In contrast, the purpose of the ACCA is not to regulate the possession of firearms. In fact, the legislative history indicates that the ACCA became a part of the firearm statutes only as an afterthought. Identification and incapacitation of dangerous repeat offenders, not control of firearm possession, were the statute's purposes. See H.Rep. No. 98-1073, 98th Cong., 2d Sess. (1984), reprinted in 1984 U.S. Code Cong. and Admin. News 3661; United States v. Hawkins, slip op at 12-13. Finding that a small number of recidivists were responsible for a great number of street crimes, Congress concluded that targeting these criminals for federal prosecution and prolonged incarceration would greatly reduce crime. H.Rep. No. 98-1073; 129 Cong.Rec. S295-297 (January 26, 1983) (remarks of Sen. Specter, the bill's sponsor). As originally proposed by Senator Specter, the bill was a federal robbery statute, to be added to chapter 103 of Title 18, the chapter dealing with federal robbery offenses. See 129 Cong.Rec. S297. However, problems arose with federalizing what was an offense traditionally left to state prosecutors. The National District Attorneys Association objected. See H.Rep. No. 98-1073, p.4; 130 Cong.Rec. S1561 (February 23, 1984) (remarks of Sen. Kennedy, Exhibit 1). In response, Senator Specter proposed giving state prosecutors essentially a veto power over federal prosecutions under this bill. See 129 Cong.Rec. S297; 130 Cong.Rec. S1560 (February 23, 1984). In turn, the Justice Department objected to that proposal. See 130 Cong.Rec. S1562 (February 23, 1984). Senators Kennedy and Thurmond offered an amendment that would have restricted the bill to robberies which were already prosecuted in federal court, such as bank robberies. 130 Cong.Rec. S1558-69. Finally, to solve these jurisdictional difficulties, Congress settled upon attaching repeat offender provisions to the Gun Control Act. See 130 Cong.Rec. H10550-51 (October 4, 1984); H.Rep. No. 98-1073, pp. 4-5.

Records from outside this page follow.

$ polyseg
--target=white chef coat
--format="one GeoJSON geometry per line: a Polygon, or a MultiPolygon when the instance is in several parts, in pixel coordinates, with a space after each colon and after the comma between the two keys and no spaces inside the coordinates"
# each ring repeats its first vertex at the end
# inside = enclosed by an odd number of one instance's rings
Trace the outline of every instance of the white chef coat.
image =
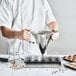
{"type": "MultiPolygon", "coordinates": [[[[0,26],[18,31],[30,29],[38,33],[52,21],[55,21],[55,18],[47,0],[2,0],[0,5],[0,26]]],[[[31,40],[36,41],[33,35],[31,40]]],[[[19,39],[9,39],[8,42],[11,52],[24,51],[26,55],[41,54],[37,44],[19,39]]]]}

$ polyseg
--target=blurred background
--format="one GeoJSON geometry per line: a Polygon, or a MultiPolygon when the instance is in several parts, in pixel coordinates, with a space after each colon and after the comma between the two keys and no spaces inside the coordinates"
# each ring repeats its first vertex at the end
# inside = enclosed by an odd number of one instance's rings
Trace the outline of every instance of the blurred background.
{"type": "MultiPolygon", "coordinates": [[[[59,24],[60,37],[50,41],[48,54],[66,55],[76,53],[76,0],[48,0],[59,24]]],[[[1,0],[0,0],[1,3],[1,0]]],[[[0,33],[0,53],[7,53],[6,39],[0,33]]]]}

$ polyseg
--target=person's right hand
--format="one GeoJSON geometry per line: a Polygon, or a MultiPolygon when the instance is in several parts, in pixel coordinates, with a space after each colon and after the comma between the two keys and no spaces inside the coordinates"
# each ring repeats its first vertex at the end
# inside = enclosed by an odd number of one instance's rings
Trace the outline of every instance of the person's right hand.
{"type": "Polygon", "coordinates": [[[20,40],[30,41],[30,34],[31,34],[31,31],[28,29],[25,29],[18,32],[17,38],[20,40]]]}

The Third Circuit's opinion in United States v. Graves, supra, reinforces our decision. There, the Third Circuit distinguished Burgett in three ways:
First, in contrast to Burgett, there is no obvious constitutional defect evident on the face of the record in the present case.
Second, Graves had available at least three means of attacking his prior conviction, or at least of ameliorating its effects, prior to his possession of firearms, whereas Burgett had no such recourse.
Third, Burgett was bottomed on a manifest abrogation of the right to counsel -- a constitutional guarantee not asserted here.